ECLI:NL:HR:2003:AF1947
Hoge Raad
- Cassatie
- E. Korthals Altes
- L. Monné
- P.J. van Amersfoort
- J.C. van Oven
- A.R. Leemreis
- Rechtspraak.nl
Cassatie inzake aanslag inkomstenbelasting en premie volksverzekeringen
In deze zaak gaat het om een beroep in cassatie van belanghebbende X tegen de uitspraak van het Gerechtshof te 's-Gravenhage van 12 december 2001, betreffende een aanslag in de inkomstenbelasting en premie volksverzekeringen voor het jaar 1997. De Inspecteur had een aanslag opgelegd naar een belastbaar inkomen van ƒ 378.731, welke aanslag na bezwaar door de Inspecteur werd gehandhaafd. Het Gerechtshof verklaarde het beroep van belanghebbende ongegrond, waarna belanghebbende cassatie instelde.
De Hoge Raad oordeelt dat de conclusie van de Advocaat-Generaal Groeneveld, die op 29 oktober 2002 tot gegrondverklaring van het cassatieberoep had geconcludeerd, juist is.
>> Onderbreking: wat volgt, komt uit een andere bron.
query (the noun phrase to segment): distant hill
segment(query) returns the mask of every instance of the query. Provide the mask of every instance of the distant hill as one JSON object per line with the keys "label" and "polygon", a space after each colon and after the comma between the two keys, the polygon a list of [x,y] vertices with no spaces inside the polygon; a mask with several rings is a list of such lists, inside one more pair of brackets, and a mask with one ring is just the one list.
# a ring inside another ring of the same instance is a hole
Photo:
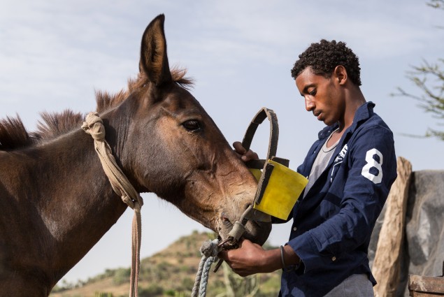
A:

De Hoge Raad vernietigt de uitspraak van het Hof en de uitspraak van de Inspecteur, en vermindert de aanslag tot een belastbaar inkomen van ƒ 345.718. De Hoge Raad stelt vast dat de uitzonderingsbepaling in artikel 47, lid 1, van de Wet op de inkomstenbelasting 1964 niet van toepassing is in dit geval, omdat er geen sprake is van een gift zoals omschreven in die bepaling.
De Hoge Raad gelast dat de Staat aan belanghebbende het griffierecht vergoedt dat verschuldigd is geworden in de cassatieprocedure, evenals het griffierecht dat bij het Hof is betaald. Tevens worden de kosten van het geding in cassatie aan de zijde van belanghebbende vastgesteld op € 644 voor beroepsmatig verleende rechtsbijstand, en de Staat wordt aangewezen als de rechtspersoon die deze kosten moet vergoeden. Dit arrest is openbaar uitgesproken op 5 september 2003.